The Ted Spread is the interest rate differential between the 3 month London Interbank Offered rate (LIBOR) in US dollars and the 3 month US T-Bill rate. Of course there are other terms such as, a 6 month LIBOR and a 6 month T-Bill. So one could talk about a 6 month TED spread. But typically, when talking TED spreads, one is talking the 3 month spread. TED stands for Treasury Bill and Euro-dollar or LIBOR in US dollars.
An investment in US T-Bills is considered risk free. While an investment in a large bank may not normally appear to carry a great deal of risk, there is always a yield greater than a US T-Bill investment. Typically, the TED spread is between 10 and 50 basis points. An increasing spread, particularly over the “norm” is an indication of an increasing reluctance on the part of banks to lend to one another due to greater perceived credit risk.
Note in the graph how volatile the TED spread has been over the last 3 years. During the financial crisis in 2008, in the aftermath of the Lehman bankruptcy, it hit a record spread of 465 basis points. That magnitude of spread indicated a virtual shut down in interbank lending.
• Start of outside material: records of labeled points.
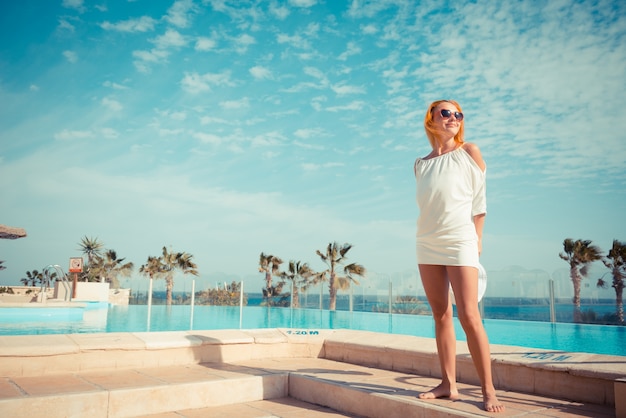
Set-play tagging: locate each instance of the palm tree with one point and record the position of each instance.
(33, 278)
(616, 262)
(166, 265)
(301, 276)
(110, 268)
(335, 256)
(579, 254)
(270, 265)
(92, 248)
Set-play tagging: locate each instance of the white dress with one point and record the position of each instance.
(450, 192)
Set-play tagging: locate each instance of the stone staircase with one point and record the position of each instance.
(350, 373)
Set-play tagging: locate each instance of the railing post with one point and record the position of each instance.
(240, 304)
(552, 308)
(193, 300)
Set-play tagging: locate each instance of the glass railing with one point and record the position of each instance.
(525, 295)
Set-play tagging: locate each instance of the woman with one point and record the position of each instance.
(452, 204)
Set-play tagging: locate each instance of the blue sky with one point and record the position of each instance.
(230, 128)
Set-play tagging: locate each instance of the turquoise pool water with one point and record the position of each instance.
(600, 339)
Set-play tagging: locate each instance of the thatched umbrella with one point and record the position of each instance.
(7, 232)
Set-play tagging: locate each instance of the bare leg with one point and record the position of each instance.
(434, 279)
(464, 281)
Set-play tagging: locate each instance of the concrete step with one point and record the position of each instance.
(128, 393)
(279, 387)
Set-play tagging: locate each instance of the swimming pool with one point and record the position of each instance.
(600, 339)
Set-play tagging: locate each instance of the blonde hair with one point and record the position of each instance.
(428, 123)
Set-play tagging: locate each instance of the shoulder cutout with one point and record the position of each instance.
(474, 152)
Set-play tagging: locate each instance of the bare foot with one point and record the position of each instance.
(492, 404)
(440, 391)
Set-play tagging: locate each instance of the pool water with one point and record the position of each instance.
(600, 339)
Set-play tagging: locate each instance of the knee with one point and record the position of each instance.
(470, 322)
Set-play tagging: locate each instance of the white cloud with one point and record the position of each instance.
(303, 3)
(112, 104)
(114, 86)
(205, 44)
(310, 133)
(142, 24)
(343, 89)
(110, 133)
(178, 13)
(293, 40)
(242, 42)
(65, 25)
(197, 83)
(170, 39)
(235, 104)
(280, 12)
(260, 73)
(369, 29)
(69, 135)
(351, 49)
(74, 4)
(70, 56)
(317, 167)
(355, 105)
(207, 138)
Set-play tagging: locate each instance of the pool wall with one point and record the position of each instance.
(574, 376)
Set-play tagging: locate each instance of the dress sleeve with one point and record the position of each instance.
(479, 203)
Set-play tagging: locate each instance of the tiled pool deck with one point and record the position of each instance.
(290, 374)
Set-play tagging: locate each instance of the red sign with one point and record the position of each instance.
(76, 265)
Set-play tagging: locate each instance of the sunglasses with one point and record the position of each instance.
(447, 113)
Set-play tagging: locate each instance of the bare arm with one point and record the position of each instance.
(479, 223)
(474, 152)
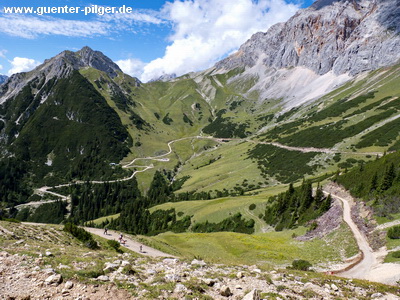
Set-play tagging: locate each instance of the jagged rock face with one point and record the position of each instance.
(95, 59)
(3, 78)
(59, 67)
(343, 36)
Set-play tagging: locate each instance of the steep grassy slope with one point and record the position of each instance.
(74, 134)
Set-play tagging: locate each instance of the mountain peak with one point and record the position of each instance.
(343, 36)
(87, 57)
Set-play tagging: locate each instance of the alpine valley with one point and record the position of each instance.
(246, 163)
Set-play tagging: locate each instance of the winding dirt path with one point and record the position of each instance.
(371, 266)
(130, 243)
(365, 265)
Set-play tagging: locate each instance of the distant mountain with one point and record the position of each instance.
(55, 120)
(320, 48)
(3, 78)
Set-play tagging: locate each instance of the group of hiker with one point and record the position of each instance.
(121, 239)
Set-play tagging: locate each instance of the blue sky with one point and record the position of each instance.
(158, 37)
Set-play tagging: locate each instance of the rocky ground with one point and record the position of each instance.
(49, 264)
(24, 277)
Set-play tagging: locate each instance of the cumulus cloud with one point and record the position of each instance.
(27, 26)
(133, 67)
(21, 64)
(206, 30)
(32, 27)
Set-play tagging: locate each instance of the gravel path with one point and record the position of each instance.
(130, 243)
(371, 267)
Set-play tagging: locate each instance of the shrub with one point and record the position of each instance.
(300, 264)
(115, 245)
(396, 254)
(82, 235)
(394, 232)
(313, 226)
(252, 206)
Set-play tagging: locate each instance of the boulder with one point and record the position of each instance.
(225, 291)
(209, 281)
(334, 287)
(54, 279)
(103, 278)
(253, 295)
(172, 278)
(196, 262)
(180, 288)
(109, 267)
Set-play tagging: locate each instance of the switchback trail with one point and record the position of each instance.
(130, 243)
(371, 266)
And if the large world banks are reluctant to lend to one another, how reluctant will they be in placing new commercial loans?
Fortunately, the Fed did what was necessary to eventually bring us back to some normalcy. We can see that in the TED spread which is currently about 15BPs. Use the TED spread as an indication of easing or tightening credit markets. It was useful to investors during the crisis of 2008.